- Born: 1911
- Died: 1987 (aged 75–76)
- Spouse: Princess Faiza of Egypt ​ ​(m. 1945; div. 1962)​

= Bulent Rauf =

Turkish-British mystic translator and author (1911–1987)

Bulent Rauf (Istanbul 1911 – Chisholme House, Roberton, Scottish Borders 1987) was a Turkish-British mystic, spiritual teacher, translator and author. From 1945 to the early sixties, he was married to Princess Faiza, sister of King Farouk of Egypt.

Bulent Rauf dedicated many years of his life to teaching the Islamic concept of "the one Absolute Unity of all existence" (tawhid).

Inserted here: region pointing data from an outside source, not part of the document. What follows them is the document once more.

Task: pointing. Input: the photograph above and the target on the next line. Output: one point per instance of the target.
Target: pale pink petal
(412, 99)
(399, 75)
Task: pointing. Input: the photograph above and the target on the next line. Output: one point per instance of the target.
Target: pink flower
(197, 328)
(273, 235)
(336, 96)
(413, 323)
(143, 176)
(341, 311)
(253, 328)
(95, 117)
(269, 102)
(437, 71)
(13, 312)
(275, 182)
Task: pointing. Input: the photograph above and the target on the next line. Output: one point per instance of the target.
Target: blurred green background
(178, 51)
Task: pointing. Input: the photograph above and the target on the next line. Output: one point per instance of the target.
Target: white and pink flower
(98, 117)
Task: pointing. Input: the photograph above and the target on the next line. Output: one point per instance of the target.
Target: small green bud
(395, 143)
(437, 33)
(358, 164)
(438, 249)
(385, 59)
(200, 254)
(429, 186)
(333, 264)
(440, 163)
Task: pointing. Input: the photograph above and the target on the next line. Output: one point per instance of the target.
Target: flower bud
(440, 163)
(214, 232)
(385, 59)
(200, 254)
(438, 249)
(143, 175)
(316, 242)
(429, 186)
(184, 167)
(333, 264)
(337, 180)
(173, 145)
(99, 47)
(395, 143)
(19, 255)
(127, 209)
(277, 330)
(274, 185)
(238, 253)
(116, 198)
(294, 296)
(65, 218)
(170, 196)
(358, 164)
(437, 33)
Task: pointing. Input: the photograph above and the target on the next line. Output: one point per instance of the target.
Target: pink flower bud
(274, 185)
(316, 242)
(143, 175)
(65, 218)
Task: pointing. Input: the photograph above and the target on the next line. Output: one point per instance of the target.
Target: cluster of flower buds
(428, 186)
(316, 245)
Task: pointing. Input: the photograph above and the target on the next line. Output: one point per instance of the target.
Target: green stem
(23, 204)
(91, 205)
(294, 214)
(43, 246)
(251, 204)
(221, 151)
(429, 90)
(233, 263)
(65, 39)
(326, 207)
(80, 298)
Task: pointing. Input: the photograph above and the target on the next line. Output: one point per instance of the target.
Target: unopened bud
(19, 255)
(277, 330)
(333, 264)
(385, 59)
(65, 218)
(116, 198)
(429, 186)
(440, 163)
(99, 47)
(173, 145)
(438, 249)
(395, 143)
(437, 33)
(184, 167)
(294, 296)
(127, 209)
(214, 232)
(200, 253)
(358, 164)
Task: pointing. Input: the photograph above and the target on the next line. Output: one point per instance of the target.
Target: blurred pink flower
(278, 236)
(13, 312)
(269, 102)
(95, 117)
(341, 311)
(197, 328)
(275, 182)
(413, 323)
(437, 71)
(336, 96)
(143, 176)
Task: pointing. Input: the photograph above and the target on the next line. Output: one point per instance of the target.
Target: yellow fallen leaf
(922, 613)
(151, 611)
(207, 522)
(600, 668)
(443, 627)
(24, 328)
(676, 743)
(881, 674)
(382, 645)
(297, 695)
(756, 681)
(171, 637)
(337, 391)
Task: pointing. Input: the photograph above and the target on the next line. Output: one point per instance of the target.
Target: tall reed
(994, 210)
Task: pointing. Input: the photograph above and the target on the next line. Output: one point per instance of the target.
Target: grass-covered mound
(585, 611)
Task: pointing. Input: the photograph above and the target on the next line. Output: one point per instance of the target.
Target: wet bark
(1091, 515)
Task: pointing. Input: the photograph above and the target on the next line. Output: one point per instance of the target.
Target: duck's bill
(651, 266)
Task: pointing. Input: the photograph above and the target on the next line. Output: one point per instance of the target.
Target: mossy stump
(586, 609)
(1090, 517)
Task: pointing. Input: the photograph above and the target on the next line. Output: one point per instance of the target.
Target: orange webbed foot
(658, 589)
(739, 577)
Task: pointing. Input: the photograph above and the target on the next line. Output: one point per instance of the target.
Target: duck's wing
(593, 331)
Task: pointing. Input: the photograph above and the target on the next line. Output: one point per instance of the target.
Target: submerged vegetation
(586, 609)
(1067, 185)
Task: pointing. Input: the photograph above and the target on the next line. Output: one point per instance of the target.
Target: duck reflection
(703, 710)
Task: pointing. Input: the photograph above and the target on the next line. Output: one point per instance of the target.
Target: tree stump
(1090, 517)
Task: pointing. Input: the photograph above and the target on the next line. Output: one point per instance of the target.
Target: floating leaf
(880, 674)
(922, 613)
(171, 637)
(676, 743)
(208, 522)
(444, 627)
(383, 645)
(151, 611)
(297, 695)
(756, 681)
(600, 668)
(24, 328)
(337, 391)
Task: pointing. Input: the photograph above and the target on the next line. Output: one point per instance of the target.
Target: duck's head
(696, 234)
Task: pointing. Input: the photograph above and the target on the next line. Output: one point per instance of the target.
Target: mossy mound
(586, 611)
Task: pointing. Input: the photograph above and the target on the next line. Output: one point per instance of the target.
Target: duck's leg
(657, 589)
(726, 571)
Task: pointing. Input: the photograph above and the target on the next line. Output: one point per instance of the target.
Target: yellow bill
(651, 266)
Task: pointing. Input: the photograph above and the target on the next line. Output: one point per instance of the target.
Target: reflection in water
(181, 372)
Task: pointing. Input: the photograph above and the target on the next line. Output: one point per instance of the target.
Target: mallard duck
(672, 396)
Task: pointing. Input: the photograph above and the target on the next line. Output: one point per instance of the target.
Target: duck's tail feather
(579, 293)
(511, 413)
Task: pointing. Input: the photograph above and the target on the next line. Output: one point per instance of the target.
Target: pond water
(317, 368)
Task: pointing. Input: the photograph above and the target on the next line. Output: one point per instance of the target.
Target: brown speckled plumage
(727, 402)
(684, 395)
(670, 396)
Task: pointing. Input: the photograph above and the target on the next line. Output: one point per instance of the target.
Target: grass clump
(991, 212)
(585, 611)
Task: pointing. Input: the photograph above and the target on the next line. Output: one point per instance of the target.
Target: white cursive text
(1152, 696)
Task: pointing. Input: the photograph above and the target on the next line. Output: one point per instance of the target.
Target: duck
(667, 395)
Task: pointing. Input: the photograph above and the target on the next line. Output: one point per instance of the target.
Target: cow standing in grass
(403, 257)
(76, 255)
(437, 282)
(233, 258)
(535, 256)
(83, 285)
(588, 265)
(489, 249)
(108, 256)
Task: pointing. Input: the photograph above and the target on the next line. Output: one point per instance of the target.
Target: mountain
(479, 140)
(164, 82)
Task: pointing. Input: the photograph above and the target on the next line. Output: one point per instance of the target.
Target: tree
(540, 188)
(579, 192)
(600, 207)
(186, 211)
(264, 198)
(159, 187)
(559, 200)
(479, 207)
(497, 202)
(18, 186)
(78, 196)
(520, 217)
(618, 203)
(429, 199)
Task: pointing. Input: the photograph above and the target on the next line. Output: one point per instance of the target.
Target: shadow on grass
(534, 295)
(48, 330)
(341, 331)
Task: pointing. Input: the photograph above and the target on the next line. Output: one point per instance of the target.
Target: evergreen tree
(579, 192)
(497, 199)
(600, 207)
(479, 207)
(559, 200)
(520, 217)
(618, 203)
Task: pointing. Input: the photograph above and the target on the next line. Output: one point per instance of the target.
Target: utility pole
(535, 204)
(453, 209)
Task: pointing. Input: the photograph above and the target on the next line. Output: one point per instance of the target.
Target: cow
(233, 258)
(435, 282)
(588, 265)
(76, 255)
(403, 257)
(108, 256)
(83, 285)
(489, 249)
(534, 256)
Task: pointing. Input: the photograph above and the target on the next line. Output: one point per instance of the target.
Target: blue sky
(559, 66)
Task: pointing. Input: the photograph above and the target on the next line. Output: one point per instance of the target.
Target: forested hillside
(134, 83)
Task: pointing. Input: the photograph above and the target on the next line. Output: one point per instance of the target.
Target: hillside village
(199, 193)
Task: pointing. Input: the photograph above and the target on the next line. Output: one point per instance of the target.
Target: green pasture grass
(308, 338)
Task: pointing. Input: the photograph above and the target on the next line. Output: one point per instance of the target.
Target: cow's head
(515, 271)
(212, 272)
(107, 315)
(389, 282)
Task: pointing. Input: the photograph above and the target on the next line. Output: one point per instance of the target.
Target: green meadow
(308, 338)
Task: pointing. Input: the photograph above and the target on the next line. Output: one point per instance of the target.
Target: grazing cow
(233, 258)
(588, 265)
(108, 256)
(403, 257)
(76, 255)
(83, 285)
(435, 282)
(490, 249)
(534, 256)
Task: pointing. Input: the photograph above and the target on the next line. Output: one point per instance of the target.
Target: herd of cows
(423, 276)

Among other things, the British mystic and author Reshad Feild, who portrayed him as "Hamid" in his well-known book The Last Barrier, considered him to be his 'teacher'. However, Bulent Rauf himself emphasized the Islamic view that Muhammad was the final prophet, and that each person is taught directly by their own life with no intermediary. Rauf's chief literary work was the complete rendering into English of Ibn 'Arabi's Fusûs al-Hikam (The Bezels of Wisdom), incorporating the four volume Ottoman commentary attributed to Ismail Hakki Bursevi.

Bulent Rauf was instrumental in founding the Beshara School for Esoteric Education in Scotland in 1975, which has been attended by hundreds of students from all over the world. He lived at Chisholme and Turkey from 1975 until his death and was a consultant to the school throughout that period.

Bulent Rauf was the first president of the Muhyiddin Ibn Arabi Society, which is dedicated to making known the work of the Sufi mystic Ibn Arabi, and encouraged translation and publication of his writings. Rauf led the society until his death in 1987.

The 2012 documentary In Search of Oil and Sand tells the story of Bulent Rauf's creation of the amateur movie Oil and Sand, together with members of the Egyptian royal family and their friends, in the weeks leading up to the Egyptian Revolution of 1952.

==Published works==
- Addresses ISBN 0-904975-12-6
- Addresses II ISBN 0-904975-30-4
- Ismail Hakki Bursevi's Translation of and Commentary on Fusus al-Hikam by Muhyiddin Ibn 'Arabi Four volumes (ISBN 0-9509527-1-0 etc.)